By: Frederic J. Giordano, Stephanie S. Gomez                     

The United States Court of Appeals, Tenth Circuit recently issued a favorable decision for policyholders finding property damage arising from a subcontractor’s faulty work arose from an accidental “occurrence” under New York law.  In Black & Veatch Corp. v.
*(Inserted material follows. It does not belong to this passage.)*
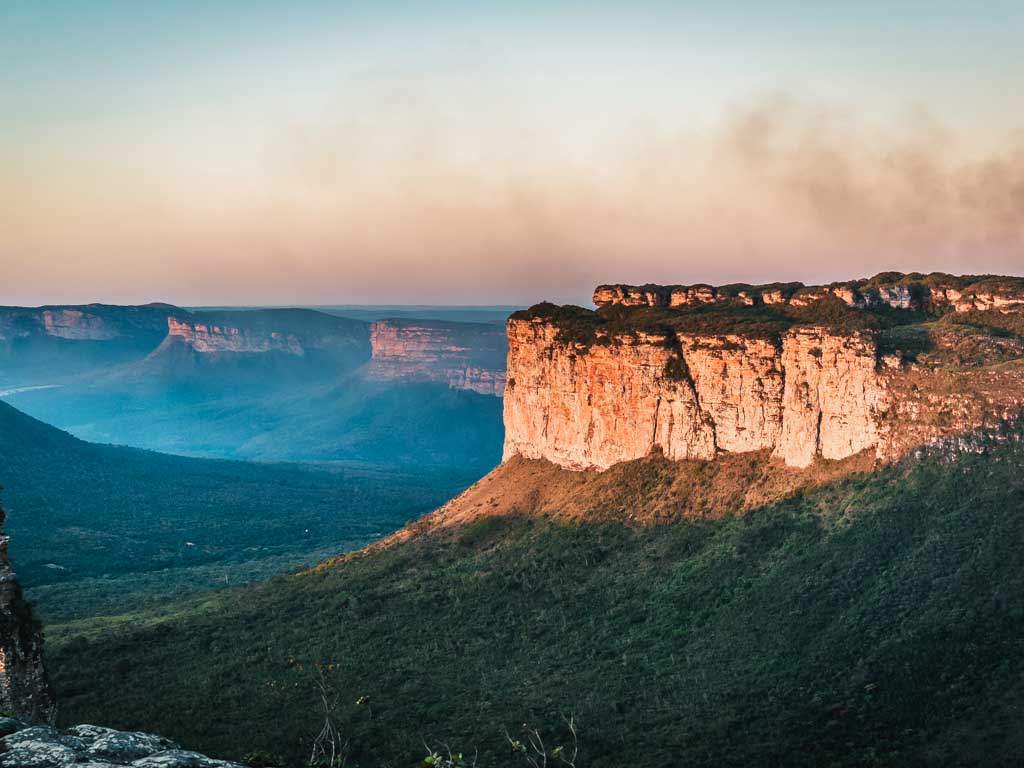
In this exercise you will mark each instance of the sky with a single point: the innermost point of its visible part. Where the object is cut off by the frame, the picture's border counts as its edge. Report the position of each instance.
(248, 152)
Aspen Ins. (UK) Ltd,[1] a 2–1 Tenth Circuit panel agreed with Black & Veatch Corp. (B&V) that its excess policy — which contained a New York choice-of-law provision — covered claims for property damage to a third party caused by its subcontractor’s faulty work.[2]  The Tenth Circuit reversed the district court’s ruling that B&V’s subcontractor’s faulty work caused damage to only B&V’s own work and, therefore, was not a covered “occurrence.”[3]  The Tenth Circuit concluded the New York Court of Appeals would likely find the subcontractor’s faulty work was an accidental “occurrence,” following the growing trend of other state high courts that have addressed this coverage issue under commercial general liability (CGL) polices.[4]  Policyholders — whose policies are governed by New York law — should take notice and consider the implications of this decision on whether New York will soon join the majority view that faulty workmanship by a subcontractor can be an occurrence under CGL policies.